Stepwise Self-Assembly of Multisegment Mesoporous Silica Nanobamboos for Enhanced Thermal Insulation

Abstract

Imitating the multinodal structures of plants and arthropods, precisely engineered multisegment nanostructures demonstrate enhanced synergistic properties and exceptional functionalities that surpass those of individual components. Utilizing micelle assemblies for constructing segments allows for precise structural control but requires management of interactions and assembly from molecular to mesoscopic levels, posing a significant challenge. In this paper, we present a stepwise self-assembly strategy to fabricate multisegment mesoporous silica (mSiO₂) nanobamboos. The nanobamboos are characterized by 16–25 shuttle-shaped mesoporous segments connected end-to-end in line, forming the main chains with an overall length of approximately 0.7–1.0 μm. Each individual segment is composed of 10–13 parallel layers, with an average layer thickness of ∼2.5 nm.
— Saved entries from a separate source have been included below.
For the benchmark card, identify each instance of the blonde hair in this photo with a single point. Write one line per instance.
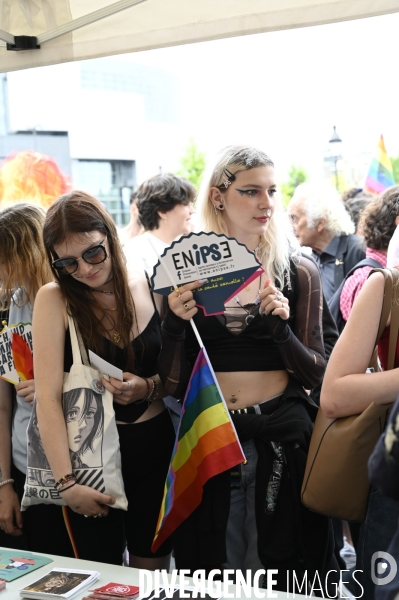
(22, 251)
(274, 251)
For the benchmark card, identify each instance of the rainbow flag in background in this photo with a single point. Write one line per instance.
(23, 359)
(206, 444)
(380, 174)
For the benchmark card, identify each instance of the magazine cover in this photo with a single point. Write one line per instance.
(60, 583)
(16, 351)
(15, 563)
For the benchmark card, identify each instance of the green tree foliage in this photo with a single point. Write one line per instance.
(296, 176)
(192, 164)
(395, 167)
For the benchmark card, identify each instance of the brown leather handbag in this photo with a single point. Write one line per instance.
(336, 478)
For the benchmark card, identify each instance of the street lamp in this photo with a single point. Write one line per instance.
(335, 151)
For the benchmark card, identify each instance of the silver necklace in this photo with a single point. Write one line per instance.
(250, 317)
(257, 248)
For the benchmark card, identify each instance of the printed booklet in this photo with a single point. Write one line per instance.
(15, 563)
(60, 583)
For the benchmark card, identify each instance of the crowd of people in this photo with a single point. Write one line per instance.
(273, 349)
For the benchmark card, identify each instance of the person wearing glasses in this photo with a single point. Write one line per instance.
(118, 319)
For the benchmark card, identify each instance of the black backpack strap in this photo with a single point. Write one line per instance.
(334, 302)
(151, 292)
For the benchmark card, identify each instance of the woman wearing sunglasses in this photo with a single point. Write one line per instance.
(23, 269)
(119, 321)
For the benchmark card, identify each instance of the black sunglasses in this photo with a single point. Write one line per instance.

The formation of this multisegment mesoporous nanobamboos, as proven by in situ testing, is initiated by the formation of shuttle-shaped segments from small bilayer micelle units, which then further assemble to form the nanobamboo. This stepwise self-assembly can be regulated from a kinetic perspective, thereby obtaining multisegment mesoporous nanostructures with varying lengths and branched morphologies. Due to multiple segments along with multilayer mesostructures, the nanobamboos can significantly restrict gas flow, resulting in a very low thermal conductivity (∼41.67 mW·m^–1·K^–1). By blending the multisegment mSiO₂ nanobamboos with cellulose nanofibers, mechanically stable, lightweight, and porous aerogels with an ultralow thermal conductivity (∼19.85 mW·m^–1·K^–1) can be obtained, verifying their potential in thermal insulation devices. The fabrication of this multisegment mesoporous nanobamboos enhances our understanding of micro-to-nanoscale assembling, establishing a foundation for precise control of complex structures.